Selon l'analyse publiée dans la revue Earth System Science Data par plus de 70 experts de 17 pays, notamment plusieurs auteurs du Groupe d'experts intergouvernemental sur l'évolution du climat (Giec), la température moyenne mondiale a franchi en 2025 un seuil historique en atteignant 1,39°C au-dessus des niveaux de l'ère préindustrielle (1850-1900), dont 1,37°C directement imputable aux activités humaines.
Par ailleurs, le déséquilibre énergétique terrestre, mesurant l'écart entre l'énergie solaire reçue et celle renvoyée vers l'espace, a doublé au cours des dernières décennies pour atteindre un niveau jamais observé auparavant.
L'Accord de Paris sous pression
Les scientifiques attribuent cette accélération principalement à la poursuite des émissions de gaz à effet de serre liées à l'utilisation massive des énergies fossiles, combinée à la diminution récente des aérosols atmosphériques dont l'effet refroidissant masquait partiellement jusqu'à présent l'ampleur réelle du réchauffement.

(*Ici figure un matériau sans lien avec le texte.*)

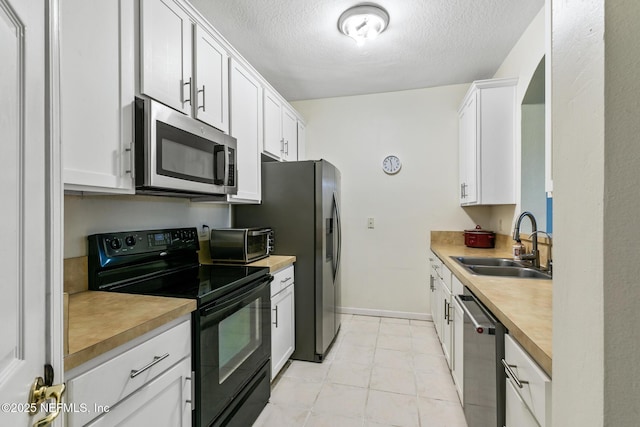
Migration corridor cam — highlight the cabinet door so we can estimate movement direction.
[140,0,193,114]
[441,286,453,368]
[459,94,478,205]
[230,59,262,203]
[193,26,229,133]
[263,88,284,159]
[87,358,193,427]
[60,0,135,193]
[282,105,298,161]
[271,285,295,380]
[505,380,540,427]
[451,299,464,405]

En l'absence de réductions rapides et massives des émissions dans les prochaines années, ce seuil symbolique pourrait être franchi dès 2030, mettant en péril les objectifs climatiques internationaux, soulignent les auteurs de l'étude.
Manifestations physiques accélérées
L'analyse révèle également une accélération marquée des conséquences physiques concrètes du changement climatique sur les systèmes océaniques.

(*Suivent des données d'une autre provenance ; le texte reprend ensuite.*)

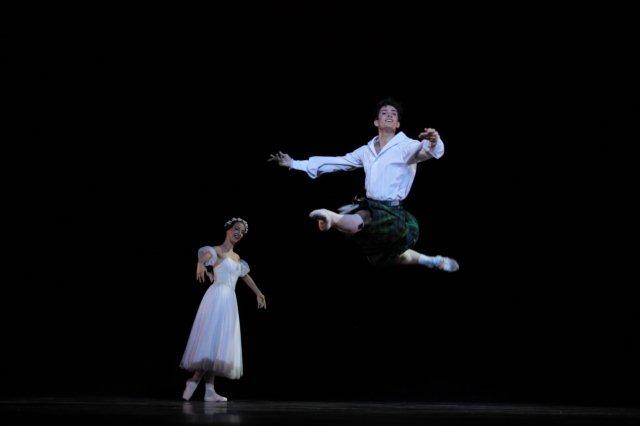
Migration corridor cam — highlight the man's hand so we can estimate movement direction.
[267,151,293,168]
[418,128,440,148]
[256,293,267,309]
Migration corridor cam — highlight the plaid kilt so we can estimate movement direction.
[349,198,420,266]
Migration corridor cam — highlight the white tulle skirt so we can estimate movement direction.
[180,284,242,379]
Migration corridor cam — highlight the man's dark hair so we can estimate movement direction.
[375,98,402,121]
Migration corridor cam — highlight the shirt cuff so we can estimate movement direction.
[289,160,309,172]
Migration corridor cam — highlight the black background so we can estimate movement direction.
[0,3,640,405]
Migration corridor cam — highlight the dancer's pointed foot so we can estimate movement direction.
[309,209,335,231]
[182,380,199,401]
[204,383,227,402]
[434,256,460,272]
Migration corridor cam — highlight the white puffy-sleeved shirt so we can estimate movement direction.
[291,132,444,201]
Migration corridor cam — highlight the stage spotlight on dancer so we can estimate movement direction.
[180,218,267,402]
[268,99,459,272]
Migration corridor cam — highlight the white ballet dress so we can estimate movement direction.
[180,246,249,379]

De plus, le nombre annuel de jours de vagues de chaleur marines a plus que triplé depuis 1991 pour atteindre 65 jours en 2025, témoignant d'une dégradation rapide et inquiétante des écosystèmes océaniques et de leur biodiversité.
Menaces sur les systèmes d'observation
Par ailleurs, les chercheurs mettent en garde contre les conséquences potentiellement désastreuses des réductions budgétaires affectant plusieurs programmes internationaux de surveillance du climat.
Des systèmes d'observation terrestre, océanique et satellitaire essentiels au suivi continu du réchauffement mondial sont menacés de disparition dans plusieurs pays industrialisés, tandis que les financements alloués à certains programmes de recherche climatique et d'observation de la Terre connaissent une baisse préoccupante.
Selon les auteurs, ces outils demeurent indispensables pour documenter avec précision l'évolution du réchauffement, calibrer les modèles prédictifs et évaluer avec fiabilité les impacts climatiques à l'échelle planétaire.